I never thought that I would do something that would provoke this level of anger among other doctors. Becoming a doctor was my dream. I grew up in China, and my earliest memories are of being rushed to the hospital because I had such bad asthma that I was there nearly every week. I had this one doctor, Dr. Sam, who always took care of me. She was about the same age as my mother. She had this wild, curly hair, and she always wore these bright yellow flowery dresses. She was one of those doctors who, if you fell and you broke your arm, she would ask you why you weren't laughing because it's your humerus. Get it? See, you'd groan, but she'd always make you feel better after having seen her. Well, we all have that childhood hero that we want to grow up to be just like, right? Well, I wanted to be just like Dr. Sam. When I was eight, my parents and I moved to the U.S., and ours became the typical immigrant narrative. My parents cleaned hotel rooms and washed dishes and pumped gas so that I could pursue my dream. Well, eventually I learned enough English, and my parents were so happy the day that I got into medical school and took my oath of healing and service.

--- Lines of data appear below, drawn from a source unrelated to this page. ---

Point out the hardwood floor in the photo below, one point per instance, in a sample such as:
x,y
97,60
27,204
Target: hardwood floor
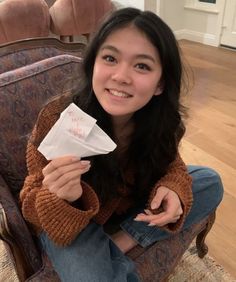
x,y
210,139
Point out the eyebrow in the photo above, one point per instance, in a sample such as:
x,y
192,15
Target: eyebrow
x,y
139,56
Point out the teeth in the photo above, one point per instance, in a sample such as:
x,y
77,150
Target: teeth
x,y
119,94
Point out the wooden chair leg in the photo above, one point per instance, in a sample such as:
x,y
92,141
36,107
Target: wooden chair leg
x,y
202,248
5,235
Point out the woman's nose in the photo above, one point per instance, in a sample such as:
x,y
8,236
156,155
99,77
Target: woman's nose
x,y
122,74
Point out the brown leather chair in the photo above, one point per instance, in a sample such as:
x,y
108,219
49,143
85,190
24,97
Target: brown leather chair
x,y
71,18
25,85
23,19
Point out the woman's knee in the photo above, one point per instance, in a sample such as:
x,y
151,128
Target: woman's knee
x,y
209,180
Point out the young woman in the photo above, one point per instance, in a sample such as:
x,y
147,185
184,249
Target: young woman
x,y
89,213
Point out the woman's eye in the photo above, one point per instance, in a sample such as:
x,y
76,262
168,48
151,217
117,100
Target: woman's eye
x,y
108,58
142,66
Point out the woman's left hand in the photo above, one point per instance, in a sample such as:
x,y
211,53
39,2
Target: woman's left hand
x,y
170,203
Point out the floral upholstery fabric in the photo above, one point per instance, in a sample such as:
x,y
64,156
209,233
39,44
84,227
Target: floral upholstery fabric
x,y
23,92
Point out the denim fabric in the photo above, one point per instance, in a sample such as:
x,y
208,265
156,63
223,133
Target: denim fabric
x,y
93,257
207,194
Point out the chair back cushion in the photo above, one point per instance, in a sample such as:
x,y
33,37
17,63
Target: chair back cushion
x,y
23,92
76,17
18,54
23,19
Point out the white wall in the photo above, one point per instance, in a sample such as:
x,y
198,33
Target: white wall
x,y
195,21
132,3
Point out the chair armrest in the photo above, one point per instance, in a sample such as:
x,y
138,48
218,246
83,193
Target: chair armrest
x,y
15,232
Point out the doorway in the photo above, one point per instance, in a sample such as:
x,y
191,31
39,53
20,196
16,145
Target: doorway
x,y
228,37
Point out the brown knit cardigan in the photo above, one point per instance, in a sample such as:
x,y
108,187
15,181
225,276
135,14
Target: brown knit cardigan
x,y
63,221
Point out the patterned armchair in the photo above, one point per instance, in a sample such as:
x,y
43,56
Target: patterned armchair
x,y
31,72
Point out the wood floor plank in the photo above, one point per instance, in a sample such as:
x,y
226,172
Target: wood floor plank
x,y
210,138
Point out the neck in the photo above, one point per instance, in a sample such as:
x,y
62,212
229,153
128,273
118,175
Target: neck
x,y
123,128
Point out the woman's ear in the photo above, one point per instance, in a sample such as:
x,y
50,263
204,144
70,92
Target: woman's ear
x,y
159,89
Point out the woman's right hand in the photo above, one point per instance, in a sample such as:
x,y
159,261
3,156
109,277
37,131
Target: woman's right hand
x,y
62,177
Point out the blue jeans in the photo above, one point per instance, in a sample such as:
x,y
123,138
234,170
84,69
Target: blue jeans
x,y
93,257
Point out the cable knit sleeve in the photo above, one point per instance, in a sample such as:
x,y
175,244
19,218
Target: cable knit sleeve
x,y
60,220
178,180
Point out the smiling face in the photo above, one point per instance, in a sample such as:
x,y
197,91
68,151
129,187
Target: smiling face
x,y
126,73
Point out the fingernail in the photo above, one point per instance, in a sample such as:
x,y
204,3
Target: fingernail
x,y
75,159
148,212
154,206
85,162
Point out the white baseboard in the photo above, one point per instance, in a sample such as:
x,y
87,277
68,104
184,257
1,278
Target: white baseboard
x,y
205,38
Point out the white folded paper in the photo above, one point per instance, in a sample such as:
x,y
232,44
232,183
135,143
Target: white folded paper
x,y
75,134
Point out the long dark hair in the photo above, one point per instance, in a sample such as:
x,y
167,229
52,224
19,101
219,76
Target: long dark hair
x,y
158,126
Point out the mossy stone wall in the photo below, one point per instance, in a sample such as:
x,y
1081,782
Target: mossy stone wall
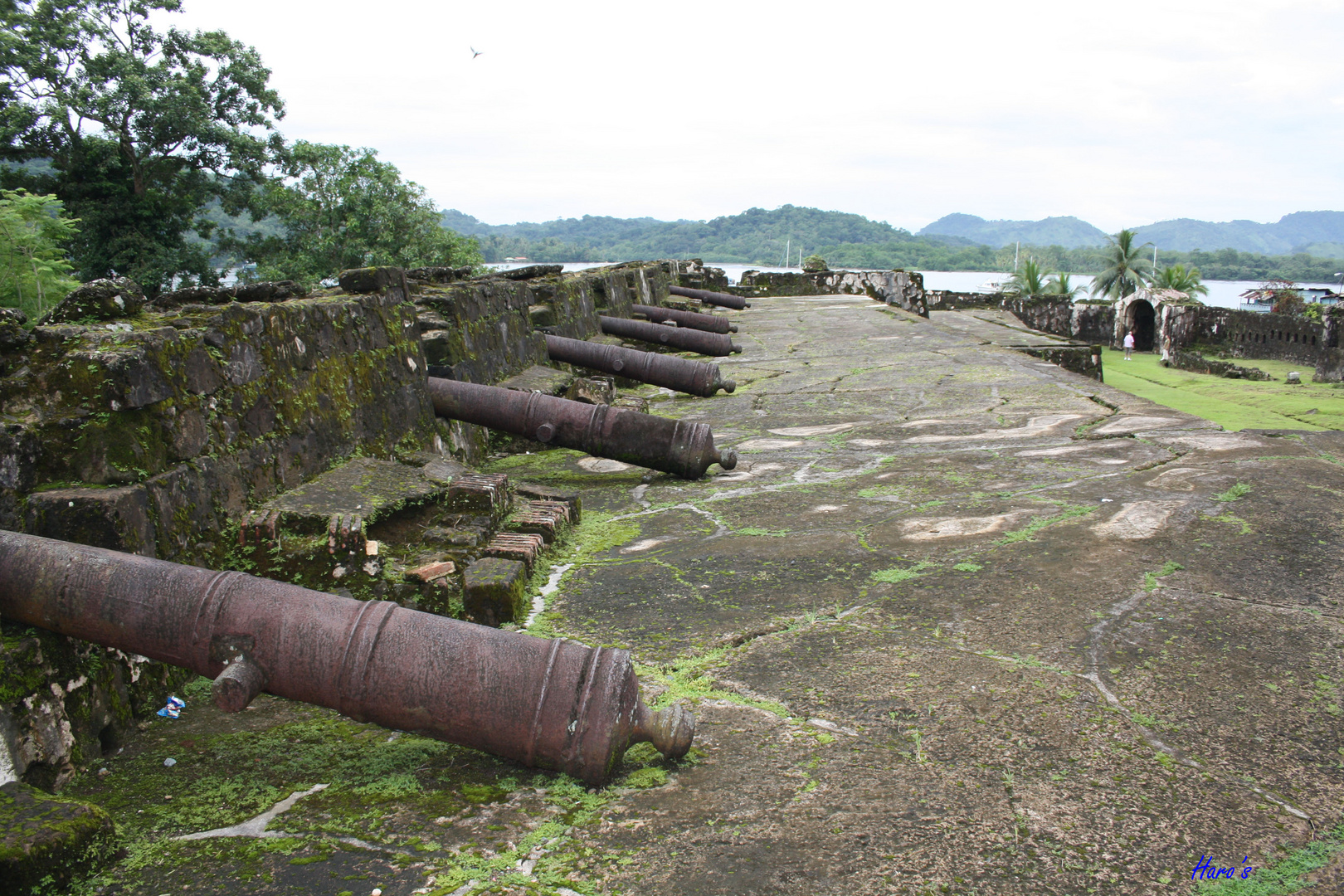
x,y
901,288
483,331
171,425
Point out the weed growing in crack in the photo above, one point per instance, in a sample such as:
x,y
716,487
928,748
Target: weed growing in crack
x,y
1030,531
1151,578
1234,494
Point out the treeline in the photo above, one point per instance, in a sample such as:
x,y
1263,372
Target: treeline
x,y
760,236
1225,264
754,236
160,151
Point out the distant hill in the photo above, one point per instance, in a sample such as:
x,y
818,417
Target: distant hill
x,y
1315,232
760,236
1069,232
754,236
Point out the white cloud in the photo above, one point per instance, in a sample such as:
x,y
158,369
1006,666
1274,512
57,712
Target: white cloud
x,y
901,112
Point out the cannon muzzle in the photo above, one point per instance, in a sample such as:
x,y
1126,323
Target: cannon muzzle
x,y
674,446
554,704
693,320
670,371
684,338
724,299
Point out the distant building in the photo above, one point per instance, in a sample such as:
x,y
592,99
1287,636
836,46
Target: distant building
x,y
1264,299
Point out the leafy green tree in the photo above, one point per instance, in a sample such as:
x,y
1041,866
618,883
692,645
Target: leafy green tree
x,y
1183,280
1288,299
141,129
1062,285
1127,269
344,208
34,271
1029,281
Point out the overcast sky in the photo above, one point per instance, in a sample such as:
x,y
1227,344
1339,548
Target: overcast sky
x,y
1120,113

But then one day, everything changed. My mother called me to tell me that she wasn't feeling well, she had a cough that wouldn't go away, she was short of breath and tired. Well, I knew that my mother was someone who never complained about anything. For her to tell me that something was the matter, I knew something had to be really wrong. And it was: We found out that she had stage IV breast cancer, cancer that by then had spread to her lungs, her bones, and her brain. My mother was brave, though, and she had hope. She went through surgery and radiation, and was on her third round of chemotherapy when she lost her address book. She tried to look up her oncologist's phone number on the Internet and she found it, but she found something else too. On several websites, he was listed as a highly paid speaker to a drug company, and in fact often spoke on behalf of the same chemo regimen that he had prescribed her. She called me in a panic, and I didn't know what to believe. Maybe this was the right chemo regimen for her, but maybe it wasn't. It made her scared and it made her doubt. When it comes to medicine, having that trust is a must, and when that trust is gone, then all that's left is fear.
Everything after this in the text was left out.